Membrane-associated proteins play a vital role in a variety of cellular processes, yet little is known about the membrane-association mechanism. Lipoprotein-associated phospholipase A2 (Lp-PLA2) is one such protein with an important role in cardiovascular health, but its mechanism of action on the phospholipid membrane was unknown. To address this, researchers at University of California San Diego School of Medicine used experimental and computational tools to show exactly how the enzyme interacts with the membrane and extracts its specific substrates, according to a news release.
The findings are published online in Proceedings of the National Academy of Sciences.
Lp-PLA2 works on lipoproteins in the bloodstream, including common forms like low- and high-density lipoprotein (LDL and HDL). These lipoprotein particles are made up of a spherical layer of phospholipids surrounding a drop of fat and cholesterol esters. Over time, the phospholipids in this outer layer become oxidized, attracting free radicals and further oxidation, which contributes to plaque buildup and cardiovascular disease.
Lp-PLA2 extracts these oxidized phospholipids from the lipoprotein membrane and releases their fatty acids to be further metabolized. Understanding exactly how this process works creates new opportunities for therapeutics against cardiovascular disease.

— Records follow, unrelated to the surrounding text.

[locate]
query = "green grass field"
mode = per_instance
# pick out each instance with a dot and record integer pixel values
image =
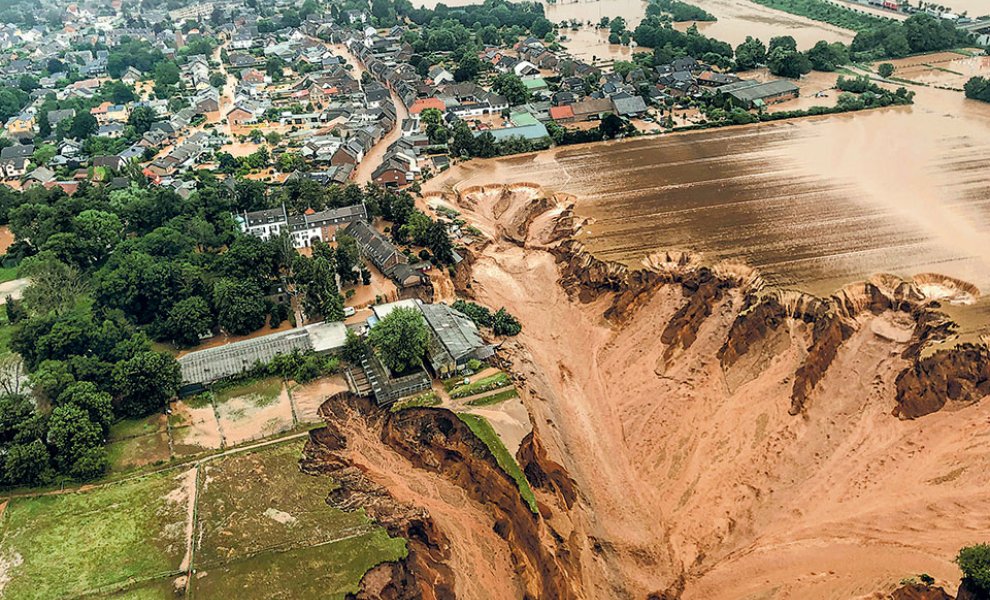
(483, 429)
(263, 530)
(265, 525)
(256, 501)
(328, 571)
(496, 398)
(67, 545)
(492, 382)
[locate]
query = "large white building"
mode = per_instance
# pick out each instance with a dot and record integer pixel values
(304, 229)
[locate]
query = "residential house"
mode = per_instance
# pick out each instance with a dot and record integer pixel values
(14, 160)
(373, 246)
(304, 229)
(21, 126)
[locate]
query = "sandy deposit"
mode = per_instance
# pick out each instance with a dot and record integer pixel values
(688, 485)
(194, 429)
(251, 417)
(307, 397)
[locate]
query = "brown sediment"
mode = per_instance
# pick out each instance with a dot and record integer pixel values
(370, 454)
(682, 483)
(957, 376)
(919, 591)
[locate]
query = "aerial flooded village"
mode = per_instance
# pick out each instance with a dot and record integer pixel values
(557, 299)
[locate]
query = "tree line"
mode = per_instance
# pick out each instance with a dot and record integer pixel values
(114, 270)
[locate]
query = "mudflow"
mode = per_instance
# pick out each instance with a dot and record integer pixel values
(698, 433)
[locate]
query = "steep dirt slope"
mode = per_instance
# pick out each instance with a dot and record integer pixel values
(718, 459)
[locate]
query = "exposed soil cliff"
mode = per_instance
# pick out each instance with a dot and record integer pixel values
(436, 440)
(956, 376)
(433, 443)
(666, 394)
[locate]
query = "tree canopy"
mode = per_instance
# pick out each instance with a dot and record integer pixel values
(400, 339)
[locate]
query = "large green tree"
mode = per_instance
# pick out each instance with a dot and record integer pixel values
(240, 306)
(511, 86)
(146, 382)
(400, 339)
(77, 441)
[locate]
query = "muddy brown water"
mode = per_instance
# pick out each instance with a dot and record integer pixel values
(813, 203)
(736, 20)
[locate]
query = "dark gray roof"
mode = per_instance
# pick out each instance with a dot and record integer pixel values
(372, 244)
(629, 106)
(455, 331)
(749, 91)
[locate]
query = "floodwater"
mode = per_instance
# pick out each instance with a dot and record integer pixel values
(740, 18)
(736, 19)
(813, 203)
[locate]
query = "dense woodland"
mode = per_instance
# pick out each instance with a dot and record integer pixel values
(113, 271)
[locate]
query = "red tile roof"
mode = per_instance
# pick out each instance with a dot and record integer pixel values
(561, 112)
(424, 103)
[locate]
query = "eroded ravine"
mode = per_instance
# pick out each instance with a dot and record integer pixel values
(697, 434)
(690, 461)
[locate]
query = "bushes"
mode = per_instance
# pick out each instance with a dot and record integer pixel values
(974, 561)
(978, 88)
(501, 322)
(679, 11)
(299, 367)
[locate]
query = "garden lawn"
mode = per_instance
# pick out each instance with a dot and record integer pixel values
(65, 545)
(483, 429)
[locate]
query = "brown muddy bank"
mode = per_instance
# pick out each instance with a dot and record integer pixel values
(723, 437)
(435, 445)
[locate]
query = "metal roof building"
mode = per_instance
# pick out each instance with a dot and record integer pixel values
(752, 93)
(454, 339)
(213, 364)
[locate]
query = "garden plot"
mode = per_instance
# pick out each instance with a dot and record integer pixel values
(264, 525)
(253, 411)
(138, 442)
(308, 397)
(131, 534)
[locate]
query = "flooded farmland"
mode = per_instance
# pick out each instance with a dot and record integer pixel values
(740, 18)
(813, 203)
(736, 20)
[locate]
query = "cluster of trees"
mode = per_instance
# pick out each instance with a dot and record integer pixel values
(669, 43)
(978, 88)
(88, 365)
(113, 270)
(881, 39)
(511, 87)
(678, 11)
(467, 29)
(12, 102)
(400, 339)
(917, 33)
(500, 322)
(860, 92)
(974, 562)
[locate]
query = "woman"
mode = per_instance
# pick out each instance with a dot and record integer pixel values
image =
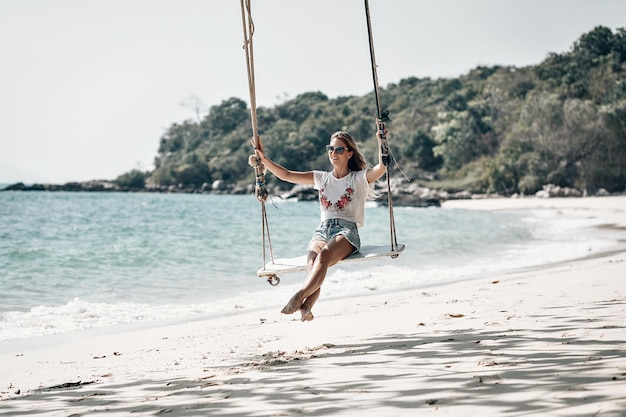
(342, 195)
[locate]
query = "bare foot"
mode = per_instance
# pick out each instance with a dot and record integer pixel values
(293, 305)
(307, 315)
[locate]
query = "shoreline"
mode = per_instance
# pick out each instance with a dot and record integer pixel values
(534, 341)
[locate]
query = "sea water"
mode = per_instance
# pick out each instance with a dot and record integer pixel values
(78, 261)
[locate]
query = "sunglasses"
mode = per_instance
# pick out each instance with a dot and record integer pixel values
(338, 149)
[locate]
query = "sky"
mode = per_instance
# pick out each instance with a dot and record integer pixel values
(87, 88)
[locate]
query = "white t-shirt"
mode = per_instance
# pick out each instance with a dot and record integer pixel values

This advanced approach revealed a specific peptide region consisting of two alpha helices connected with a loop that acts as a gate to the enzyme’s active site. Typically, this gate is in a “closed” position, but when Lp-PLA2 binds to the phospholipid membrane, it undergoes an allosteric conformational change that opens the gate and increases the volume of the active site.
The team also showed which oxidized phospholipid substrates Lp-PLA2 has the greatest affinity for. They further identified a binding pocket distinct from known drug inhibitor binding pockets, which may serve as a new target for future therapeutic drugs.
This study is the latest in a long line of work to develop a unifying theory on the function of phospholipases. The group had previously introduced this concept of membrane-facilitated allosteric regulation of PLA2 enzymes but had until this point only studied enzymes that function on phospholipid bilayers (as seen on cells and intracellular organelles). This study confirmed that a similar mechanism could be used to facilitate phospholipase action on phospholipid monolayers, such as those on lipoproteins.